A FORMER doorman was “as cool as ice” when he confronted the man he is alleged to have killed by slashing his throat, the jury in the York murder trial heard.
They were also told Brian Cox, 29, was guilty of cowardice, telling lies and doing stupid things, but he was not a murderer.
Cox, no fixed address, denies murdering Mark Webb, 40. Also in the dock at Leeds Crown Court are his girlfriend and wife to Mr Webb, Susan Webb, 30, of Middleton Avenue and Cox’s other girlfriend Dawn Coates, 49, of Chapel Terrace, Acomb, who both deny perverting the course of justice.
Richard Mansell, giving the prosecution closing speech, alleged Cox comforted Susan Webb and took a Stanley knife from a kitchen drawer before going out to stop Mr Webb entering Kerry Munton’s home in Stuart Road on March 4 Mr Mansell said: “On the evidence, he was as cool as ice, drawing on his experience on the doors.”
The two men had a struggle witnessed by Ms Munton and shortly afterwards, Mr Webb, a father-of-five of Cornlands Road, died from a 19cm throat wound.
Mr Mansell said: “You can be quite sure this happened as a result of a deliberate slash and not as an accident. Why else would he (Cox) have a Stanley knife in his hand when he went to confront Mr Webb, given what had gone on in the hour before, other than to use it as a weapon of offence?”

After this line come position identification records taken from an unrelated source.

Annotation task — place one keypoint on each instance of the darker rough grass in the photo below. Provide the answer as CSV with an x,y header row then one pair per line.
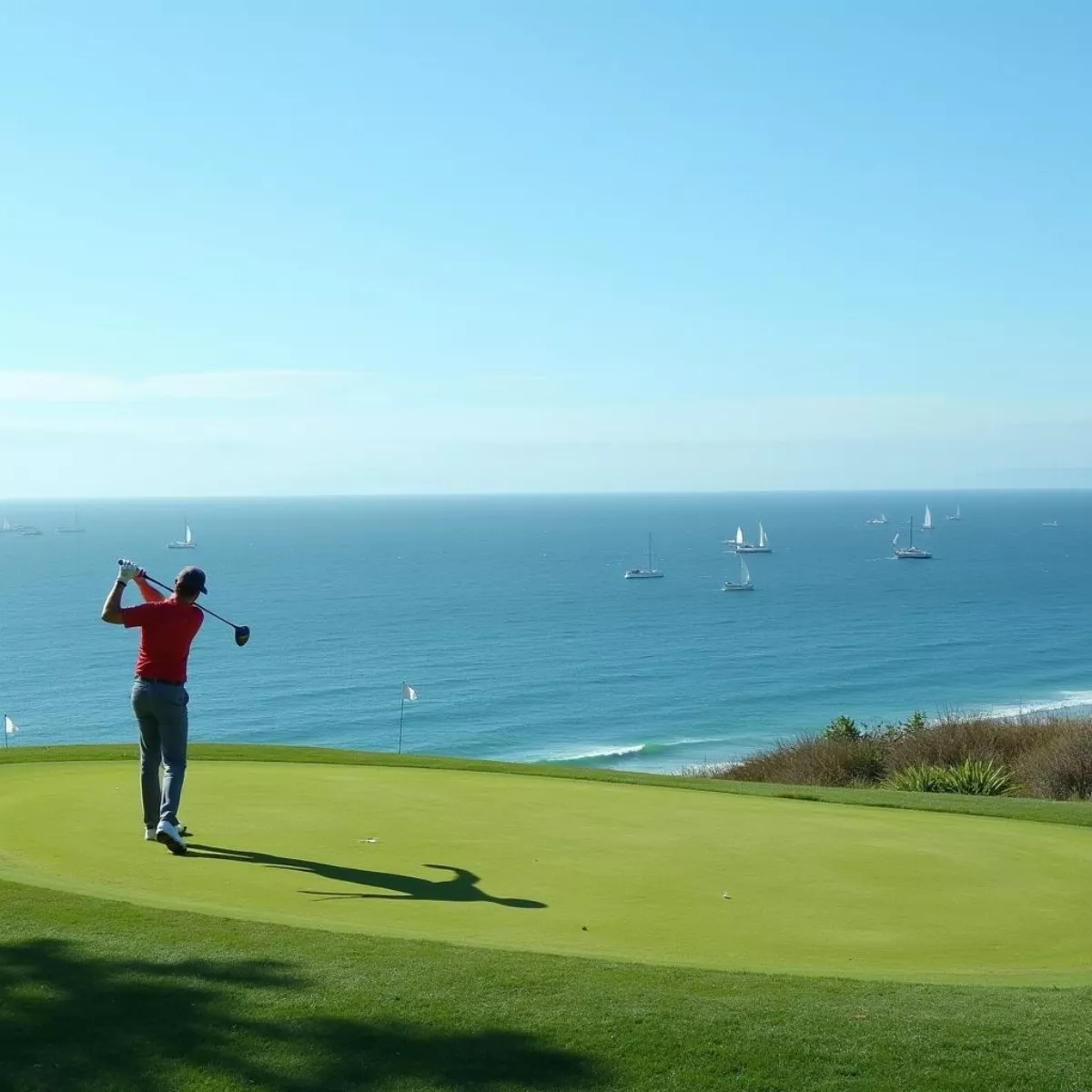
x,y
105,997
1048,757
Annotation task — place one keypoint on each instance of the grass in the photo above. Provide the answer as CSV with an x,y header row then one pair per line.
x,y
102,995
653,874
108,997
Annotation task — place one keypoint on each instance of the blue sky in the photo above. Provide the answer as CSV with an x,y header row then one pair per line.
x,y
500,247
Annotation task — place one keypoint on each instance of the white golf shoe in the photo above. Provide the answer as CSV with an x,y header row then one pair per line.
x,y
167,834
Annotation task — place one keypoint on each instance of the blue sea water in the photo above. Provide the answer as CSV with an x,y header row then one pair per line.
x,y
511,618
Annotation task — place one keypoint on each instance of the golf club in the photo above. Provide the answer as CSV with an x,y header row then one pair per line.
x,y
241,632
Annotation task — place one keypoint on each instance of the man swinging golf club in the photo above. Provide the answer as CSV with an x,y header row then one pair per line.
x,y
168,625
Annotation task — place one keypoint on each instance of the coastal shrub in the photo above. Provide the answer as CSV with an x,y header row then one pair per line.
x,y
915,723
842,727
950,742
976,778
1060,769
1038,756
920,779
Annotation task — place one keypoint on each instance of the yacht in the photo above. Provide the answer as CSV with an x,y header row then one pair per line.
x,y
737,541
910,552
745,582
185,543
649,573
763,547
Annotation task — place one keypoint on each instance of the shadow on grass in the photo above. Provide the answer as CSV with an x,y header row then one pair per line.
x,y
461,887
75,1022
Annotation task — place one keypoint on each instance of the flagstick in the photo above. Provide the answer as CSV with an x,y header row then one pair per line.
x,y
402,713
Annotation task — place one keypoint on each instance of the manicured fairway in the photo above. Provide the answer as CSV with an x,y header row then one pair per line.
x,y
622,872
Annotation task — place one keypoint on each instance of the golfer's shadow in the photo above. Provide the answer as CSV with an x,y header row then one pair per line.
x,y
461,887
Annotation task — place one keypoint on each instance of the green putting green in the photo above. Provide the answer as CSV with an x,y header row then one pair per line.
x,y
576,867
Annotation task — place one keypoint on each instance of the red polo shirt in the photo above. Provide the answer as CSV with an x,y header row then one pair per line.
x,y
167,629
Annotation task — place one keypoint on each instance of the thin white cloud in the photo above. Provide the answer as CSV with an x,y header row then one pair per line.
x,y
25,387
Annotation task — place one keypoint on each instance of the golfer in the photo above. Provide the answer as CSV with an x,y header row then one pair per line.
x,y
167,627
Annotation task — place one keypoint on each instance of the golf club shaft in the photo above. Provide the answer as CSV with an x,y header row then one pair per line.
x,y
159,583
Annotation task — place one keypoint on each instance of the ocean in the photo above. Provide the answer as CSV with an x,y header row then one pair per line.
x,y
511,618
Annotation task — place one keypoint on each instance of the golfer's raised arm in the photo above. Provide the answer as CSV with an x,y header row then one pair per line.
x,y
147,592
112,609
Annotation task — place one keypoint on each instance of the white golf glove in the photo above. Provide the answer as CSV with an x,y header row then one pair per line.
x,y
126,571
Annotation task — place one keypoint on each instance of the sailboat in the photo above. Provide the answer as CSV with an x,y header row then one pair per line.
x,y
736,541
75,530
763,547
186,543
649,573
910,552
745,584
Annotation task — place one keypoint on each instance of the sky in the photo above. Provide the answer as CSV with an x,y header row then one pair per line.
x,y
490,247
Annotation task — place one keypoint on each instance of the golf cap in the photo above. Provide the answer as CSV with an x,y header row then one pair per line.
x,y
190,580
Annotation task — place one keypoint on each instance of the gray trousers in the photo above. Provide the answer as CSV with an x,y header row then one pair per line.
x,y
164,732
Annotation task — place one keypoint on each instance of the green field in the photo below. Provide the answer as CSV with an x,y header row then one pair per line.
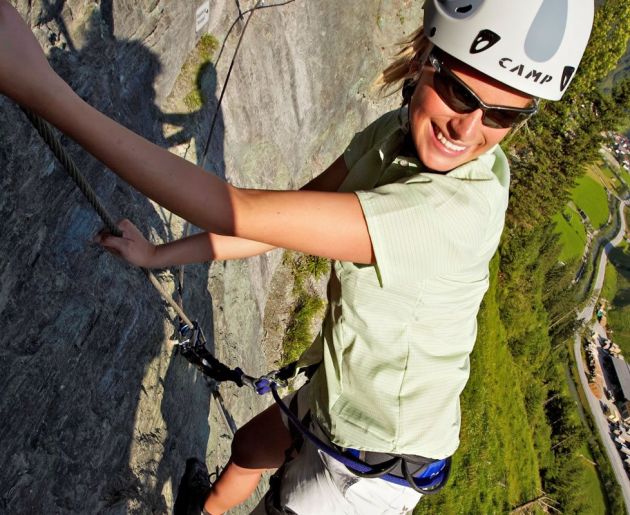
x,y
616,290
593,496
572,234
590,196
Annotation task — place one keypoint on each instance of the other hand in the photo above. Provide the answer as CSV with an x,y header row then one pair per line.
x,y
132,246
24,70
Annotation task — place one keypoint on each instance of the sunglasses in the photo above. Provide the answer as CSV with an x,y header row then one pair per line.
x,y
460,98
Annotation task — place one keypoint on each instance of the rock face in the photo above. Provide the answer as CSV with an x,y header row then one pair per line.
x,y
97,414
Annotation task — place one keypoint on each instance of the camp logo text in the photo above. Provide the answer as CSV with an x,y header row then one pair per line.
x,y
520,70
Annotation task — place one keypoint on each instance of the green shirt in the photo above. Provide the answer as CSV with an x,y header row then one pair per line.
x,y
397,336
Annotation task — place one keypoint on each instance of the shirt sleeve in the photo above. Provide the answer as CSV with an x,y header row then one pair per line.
x,y
423,229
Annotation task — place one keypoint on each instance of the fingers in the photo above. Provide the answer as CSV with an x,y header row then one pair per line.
x,y
132,246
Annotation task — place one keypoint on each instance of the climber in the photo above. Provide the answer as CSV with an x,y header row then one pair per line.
x,y
411,214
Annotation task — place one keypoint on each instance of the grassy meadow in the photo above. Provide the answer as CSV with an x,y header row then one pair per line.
x,y
590,196
572,234
616,291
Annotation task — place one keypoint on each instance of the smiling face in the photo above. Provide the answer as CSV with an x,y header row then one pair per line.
x,y
445,139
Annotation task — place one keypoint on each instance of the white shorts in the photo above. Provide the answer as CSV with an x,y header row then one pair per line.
x,y
314,483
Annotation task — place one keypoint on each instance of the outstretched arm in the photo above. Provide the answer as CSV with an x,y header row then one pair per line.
x,y
137,250
320,223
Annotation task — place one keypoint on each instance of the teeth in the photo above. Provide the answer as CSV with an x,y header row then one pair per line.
x,y
447,143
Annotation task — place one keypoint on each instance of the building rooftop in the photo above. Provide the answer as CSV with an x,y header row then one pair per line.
x,y
623,374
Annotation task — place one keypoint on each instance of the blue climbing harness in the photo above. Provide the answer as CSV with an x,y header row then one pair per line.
x,y
429,476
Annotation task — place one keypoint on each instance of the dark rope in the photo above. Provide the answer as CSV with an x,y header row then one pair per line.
x,y
232,62
46,132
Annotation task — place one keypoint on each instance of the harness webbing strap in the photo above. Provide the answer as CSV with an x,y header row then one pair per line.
x,y
430,480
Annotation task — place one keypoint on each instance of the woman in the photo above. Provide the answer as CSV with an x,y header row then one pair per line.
x,y
411,213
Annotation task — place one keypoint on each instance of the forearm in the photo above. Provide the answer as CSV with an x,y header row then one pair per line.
x,y
205,247
178,185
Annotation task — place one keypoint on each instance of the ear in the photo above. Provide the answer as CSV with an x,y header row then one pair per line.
x,y
409,87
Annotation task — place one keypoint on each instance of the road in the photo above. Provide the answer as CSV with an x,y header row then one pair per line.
x,y
587,315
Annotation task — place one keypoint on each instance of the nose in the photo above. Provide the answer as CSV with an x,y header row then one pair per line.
x,y
465,125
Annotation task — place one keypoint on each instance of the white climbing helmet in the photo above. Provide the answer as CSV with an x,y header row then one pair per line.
x,y
534,46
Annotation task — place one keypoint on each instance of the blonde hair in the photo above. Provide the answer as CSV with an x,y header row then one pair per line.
x,y
413,50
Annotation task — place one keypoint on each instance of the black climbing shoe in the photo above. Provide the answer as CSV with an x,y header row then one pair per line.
x,y
194,488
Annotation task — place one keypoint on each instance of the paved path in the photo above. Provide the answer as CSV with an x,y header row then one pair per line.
x,y
587,315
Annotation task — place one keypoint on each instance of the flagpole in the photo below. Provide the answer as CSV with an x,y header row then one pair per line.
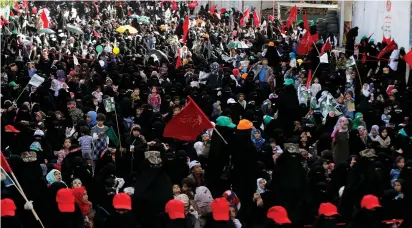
x,y
314,74
214,129
118,130
356,66
25,197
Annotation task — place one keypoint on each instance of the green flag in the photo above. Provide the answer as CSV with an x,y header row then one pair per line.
x,y
112,136
109,104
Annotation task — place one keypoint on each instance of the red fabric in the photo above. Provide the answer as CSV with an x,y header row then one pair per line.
x,y
192,5
386,41
392,46
408,58
179,60
242,19
45,20
256,19
174,6
326,47
292,17
364,58
96,34
78,198
303,46
309,79
5,164
26,4
212,10
188,123
305,22
17,6
185,28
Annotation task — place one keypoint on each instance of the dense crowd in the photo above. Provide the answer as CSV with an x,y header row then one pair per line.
x,y
87,89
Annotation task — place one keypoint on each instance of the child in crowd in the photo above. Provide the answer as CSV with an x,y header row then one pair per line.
x,y
100,140
85,141
400,163
176,190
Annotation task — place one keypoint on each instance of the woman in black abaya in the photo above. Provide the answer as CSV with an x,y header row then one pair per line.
x,y
151,192
245,166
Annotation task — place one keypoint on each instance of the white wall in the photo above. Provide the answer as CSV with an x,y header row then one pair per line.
x,y
373,17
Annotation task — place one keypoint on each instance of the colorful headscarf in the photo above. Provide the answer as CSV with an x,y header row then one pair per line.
x,y
259,142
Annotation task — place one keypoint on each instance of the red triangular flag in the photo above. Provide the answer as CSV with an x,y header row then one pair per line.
x,y
45,20
309,79
17,6
392,46
408,58
179,60
185,28
305,22
256,19
4,164
292,17
242,19
96,34
212,10
188,123
326,47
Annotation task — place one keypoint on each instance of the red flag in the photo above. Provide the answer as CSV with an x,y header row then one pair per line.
x,y
45,20
326,47
303,46
212,10
392,46
188,123
96,34
17,6
305,22
5,164
386,41
174,6
242,19
26,4
256,19
185,28
179,60
363,57
192,5
309,79
292,17
408,58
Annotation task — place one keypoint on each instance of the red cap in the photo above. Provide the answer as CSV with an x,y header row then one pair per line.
x,y
327,209
369,202
8,208
65,200
122,201
220,209
279,215
235,72
175,209
11,128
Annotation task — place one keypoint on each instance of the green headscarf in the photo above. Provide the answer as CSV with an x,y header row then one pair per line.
x,y
50,176
357,122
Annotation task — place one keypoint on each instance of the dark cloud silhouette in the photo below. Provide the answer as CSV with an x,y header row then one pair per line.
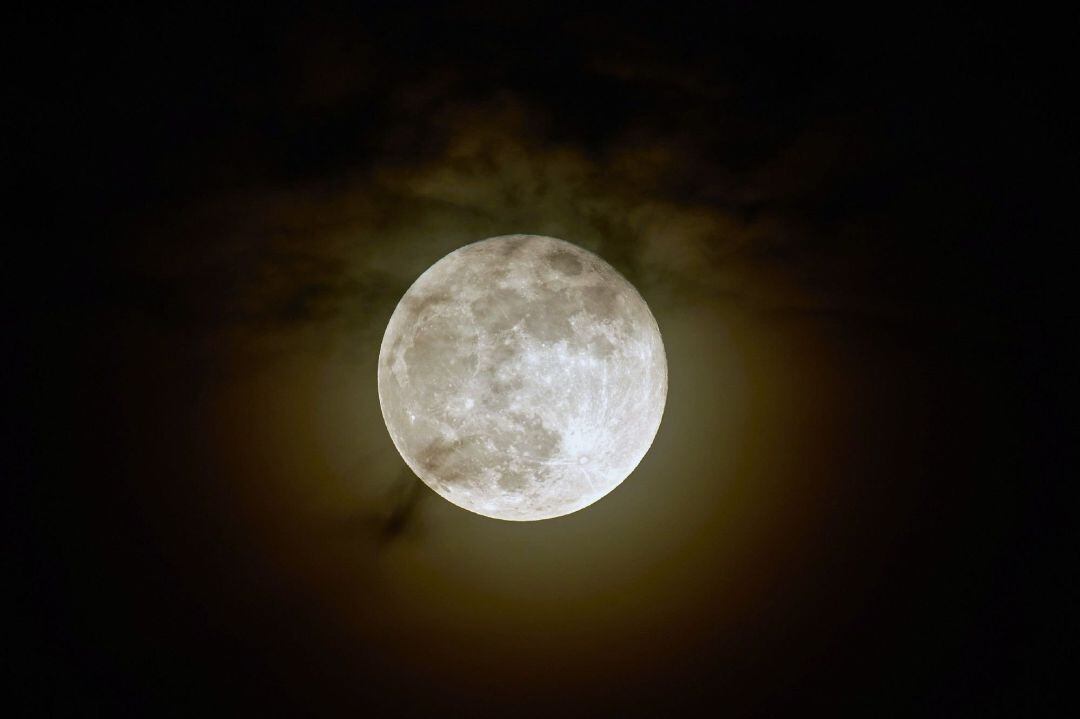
x,y
839,232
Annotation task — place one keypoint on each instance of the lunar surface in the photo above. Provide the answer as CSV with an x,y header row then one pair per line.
x,y
522,378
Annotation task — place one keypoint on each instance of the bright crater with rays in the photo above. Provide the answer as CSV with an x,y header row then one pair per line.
x,y
522,378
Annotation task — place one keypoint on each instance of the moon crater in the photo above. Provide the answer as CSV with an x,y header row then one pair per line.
x,y
522,378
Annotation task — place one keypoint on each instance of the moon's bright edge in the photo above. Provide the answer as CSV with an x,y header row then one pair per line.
x,y
522,378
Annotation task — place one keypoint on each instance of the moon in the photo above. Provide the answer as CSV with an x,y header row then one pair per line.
x,y
522,378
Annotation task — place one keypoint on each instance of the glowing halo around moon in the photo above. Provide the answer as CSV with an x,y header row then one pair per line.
x,y
522,378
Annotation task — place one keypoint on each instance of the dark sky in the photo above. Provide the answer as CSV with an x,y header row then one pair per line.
x,y
841,225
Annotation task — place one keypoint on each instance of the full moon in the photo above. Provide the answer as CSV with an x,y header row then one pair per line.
x,y
522,378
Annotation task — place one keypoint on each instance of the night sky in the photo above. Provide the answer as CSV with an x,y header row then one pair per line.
x,y
840,222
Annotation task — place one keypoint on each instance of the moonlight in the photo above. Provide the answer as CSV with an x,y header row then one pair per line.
x,y
522,378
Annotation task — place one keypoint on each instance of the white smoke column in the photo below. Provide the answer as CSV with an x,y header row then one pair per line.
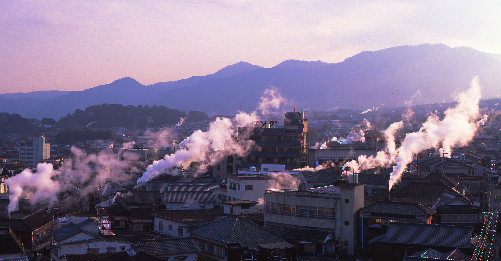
x,y
181,121
84,174
383,158
210,147
160,139
456,129
128,145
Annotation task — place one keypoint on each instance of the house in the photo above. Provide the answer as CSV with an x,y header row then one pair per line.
x,y
431,254
180,223
313,179
235,238
405,239
169,249
10,246
329,209
374,219
240,207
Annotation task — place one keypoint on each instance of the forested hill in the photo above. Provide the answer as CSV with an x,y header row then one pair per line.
x,y
117,115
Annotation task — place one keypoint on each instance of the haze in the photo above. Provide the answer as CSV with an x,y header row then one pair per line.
x,y
75,45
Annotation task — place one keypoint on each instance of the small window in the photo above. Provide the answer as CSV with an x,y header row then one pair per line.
x,y
180,232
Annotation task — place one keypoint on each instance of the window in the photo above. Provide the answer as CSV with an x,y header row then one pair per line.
x,y
180,232
93,251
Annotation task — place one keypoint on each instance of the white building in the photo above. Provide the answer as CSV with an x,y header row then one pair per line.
x,y
329,209
34,151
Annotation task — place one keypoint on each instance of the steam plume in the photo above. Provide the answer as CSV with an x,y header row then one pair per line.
x,y
457,128
84,174
210,147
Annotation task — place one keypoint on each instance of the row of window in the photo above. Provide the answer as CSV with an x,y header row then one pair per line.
x,y
211,248
300,211
282,228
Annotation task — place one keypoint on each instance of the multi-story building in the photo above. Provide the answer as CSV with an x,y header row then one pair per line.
x,y
33,151
327,209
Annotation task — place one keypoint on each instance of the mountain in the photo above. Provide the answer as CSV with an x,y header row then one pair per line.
x,y
424,74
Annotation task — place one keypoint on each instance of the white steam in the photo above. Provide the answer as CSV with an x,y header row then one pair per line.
x,y
210,147
84,174
457,128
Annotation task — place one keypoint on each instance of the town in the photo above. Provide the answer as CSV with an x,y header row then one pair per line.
x,y
290,196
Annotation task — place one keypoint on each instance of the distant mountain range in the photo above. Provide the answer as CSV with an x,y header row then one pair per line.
x,y
389,77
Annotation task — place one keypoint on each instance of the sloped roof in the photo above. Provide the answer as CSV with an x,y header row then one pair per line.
x,y
233,229
38,218
423,192
431,254
188,196
323,177
8,244
426,235
193,216
70,230
167,247
398,208
17,225
138,197
118,256
374,179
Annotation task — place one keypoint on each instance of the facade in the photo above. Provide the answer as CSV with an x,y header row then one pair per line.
x,y
329,209
34,151
279,144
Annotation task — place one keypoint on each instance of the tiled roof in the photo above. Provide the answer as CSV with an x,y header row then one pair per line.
x,y
138,197
188,196
119,256
167,247
17,225
193,216
141,213
323,177
8,244
398,208
374,179
431,254
424,192
234,229
38,218
70,230
327,190
426,235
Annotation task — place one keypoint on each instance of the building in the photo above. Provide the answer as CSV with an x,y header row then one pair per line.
x,y
33,151
235,238
328,209
404,239
278,144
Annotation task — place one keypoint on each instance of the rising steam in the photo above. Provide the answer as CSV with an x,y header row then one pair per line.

He dismissed Cox’s account of how the knife had accidentally cut Mr Webb four times on the grounds the knife’s blade would have had to “defy gravity”.
“This was controlled violence,” said Mr Mansell. “There was no loss of control here.”
Cox’s barrister Rodney Jameson said Cox had been behaving “normally” until Susan Webb turned the situation into “catastrophe” by shouting from the house’s back door for Mr Webb to go away. Mr Webb had then tried to get into the house and the struggle began. Cox claims he did not realise the knife was in his hand.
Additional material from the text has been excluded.